Federal 9mm Ammo / Photo by Jack Shepherd

The US Army is facing new issues related to the brand new Sig Sauer MCX Spear(officially designated as the XM5), the military can not seem to get enough ammo for the rifle.

When the US Army began its search for an upgrade to the M4A1 a major concern was ammunition, the military wanted an upgrade to 5.56 which has been the standard for over 50 years. The new 6.8mm ammunition was the upgrade the military was looking for, this round is going to pack a bigger punch than both American 5.56 and Russian 7.62. There is one major issue though, the American military has to retool a bunch of process’ in order to get and keep the quantity they need.

As reported in Breaking Defense: 

While both the legacy rounds have significant stockpiles built up over the years, getting ammunition levels to where they need to be is a “daunting, dauting indeed,” challenge, Brig. Gen. William M. Boruff, joint program executive officer for armaments and ammunition, said during a media briefing at the Pentagon.
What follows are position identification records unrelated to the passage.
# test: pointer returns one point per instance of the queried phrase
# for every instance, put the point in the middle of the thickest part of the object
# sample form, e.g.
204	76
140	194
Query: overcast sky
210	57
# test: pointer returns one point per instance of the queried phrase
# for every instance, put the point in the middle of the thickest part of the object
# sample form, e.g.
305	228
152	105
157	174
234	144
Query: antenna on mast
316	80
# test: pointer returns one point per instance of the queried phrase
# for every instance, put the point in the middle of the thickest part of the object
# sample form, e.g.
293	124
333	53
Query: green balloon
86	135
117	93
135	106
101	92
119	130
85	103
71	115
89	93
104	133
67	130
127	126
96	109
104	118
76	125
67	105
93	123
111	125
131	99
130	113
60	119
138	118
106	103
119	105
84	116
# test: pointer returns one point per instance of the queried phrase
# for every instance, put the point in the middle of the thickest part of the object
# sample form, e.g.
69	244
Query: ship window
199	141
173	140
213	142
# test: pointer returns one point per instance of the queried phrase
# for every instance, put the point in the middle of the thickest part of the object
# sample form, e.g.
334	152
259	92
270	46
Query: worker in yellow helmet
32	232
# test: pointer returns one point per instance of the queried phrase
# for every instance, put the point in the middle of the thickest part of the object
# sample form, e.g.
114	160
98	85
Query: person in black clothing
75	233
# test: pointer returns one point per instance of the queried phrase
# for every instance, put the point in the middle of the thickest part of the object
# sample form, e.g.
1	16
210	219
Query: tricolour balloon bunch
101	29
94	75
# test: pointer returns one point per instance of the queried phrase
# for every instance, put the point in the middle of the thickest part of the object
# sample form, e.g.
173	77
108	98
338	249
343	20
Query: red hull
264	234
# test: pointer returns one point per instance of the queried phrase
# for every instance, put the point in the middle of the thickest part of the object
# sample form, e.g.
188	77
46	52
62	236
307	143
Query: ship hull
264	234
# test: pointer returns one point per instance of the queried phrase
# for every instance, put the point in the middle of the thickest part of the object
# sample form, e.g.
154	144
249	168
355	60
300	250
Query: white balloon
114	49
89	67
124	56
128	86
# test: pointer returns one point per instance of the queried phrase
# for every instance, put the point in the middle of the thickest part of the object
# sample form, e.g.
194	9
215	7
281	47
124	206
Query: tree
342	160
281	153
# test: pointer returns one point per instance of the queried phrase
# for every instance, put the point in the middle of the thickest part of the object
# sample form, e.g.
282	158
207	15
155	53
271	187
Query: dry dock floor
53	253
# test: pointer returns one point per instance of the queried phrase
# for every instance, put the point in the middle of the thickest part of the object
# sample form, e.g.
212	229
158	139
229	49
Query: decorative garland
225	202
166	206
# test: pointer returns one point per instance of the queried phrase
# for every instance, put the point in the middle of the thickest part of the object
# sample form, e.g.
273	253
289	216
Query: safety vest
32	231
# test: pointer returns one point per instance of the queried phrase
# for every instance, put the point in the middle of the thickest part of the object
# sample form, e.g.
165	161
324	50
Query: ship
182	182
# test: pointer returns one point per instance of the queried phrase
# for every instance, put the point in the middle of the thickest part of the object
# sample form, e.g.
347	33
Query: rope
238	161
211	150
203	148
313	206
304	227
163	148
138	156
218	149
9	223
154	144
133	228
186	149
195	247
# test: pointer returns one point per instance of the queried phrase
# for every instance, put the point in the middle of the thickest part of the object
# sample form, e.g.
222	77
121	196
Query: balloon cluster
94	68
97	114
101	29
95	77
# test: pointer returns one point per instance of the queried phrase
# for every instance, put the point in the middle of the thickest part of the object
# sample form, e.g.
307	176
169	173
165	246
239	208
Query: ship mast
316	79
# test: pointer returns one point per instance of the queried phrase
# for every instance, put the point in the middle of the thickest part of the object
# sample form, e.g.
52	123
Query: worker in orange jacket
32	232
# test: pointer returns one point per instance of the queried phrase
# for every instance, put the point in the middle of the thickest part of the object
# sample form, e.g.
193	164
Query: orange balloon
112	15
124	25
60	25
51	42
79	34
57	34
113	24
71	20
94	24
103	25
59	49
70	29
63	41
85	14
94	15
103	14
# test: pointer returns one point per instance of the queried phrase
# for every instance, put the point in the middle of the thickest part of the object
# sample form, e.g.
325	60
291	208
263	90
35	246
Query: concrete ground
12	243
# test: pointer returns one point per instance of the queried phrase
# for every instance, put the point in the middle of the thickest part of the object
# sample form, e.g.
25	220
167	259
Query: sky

“Current ammunition is such that the availability is almost an afterthought. You go to the supply point, you pick up your ammunition and you go out to the range and you fire your” weapon, Boruff said. “This is because the Army has spent decades refining its process to ensure a sufficient inventory of 5.56 ammunition is available and the industry base is present to continue replenishing on a consistent basis.

“Now consider preparing a new weapon fielding, starting with absolute zero inventory and the industrial base being established,” he continued. “The Army has not introduced a new caliber for about 65 years … Doing so will require extensive coordination with the stakeholders across the enterprise to develop combat and training requirements, production capability as well as budgeting for procurement.”

Getting the ammunition stockpiles up and running will be a two-handed job, with both Sig Sauer and the Lake City Army Ammunition Plant having to coordinate efforts. Already, Lake City has provided some projectiles for Sig Sauer and the other competitors for testing during the prototype phase, so there is some production already underway. But more investment is needed — and with the competition now complete, work can begin soon, Boruff said.

On the bright side, the Army’s adoption of a new caliber might result in some of its reserves going up for sale to the public. The American ammo shortage might be solved on the consumer side if this occurs, but it might be too early to speculate on this matter as the Army only adopted the new rifle and caliber this week.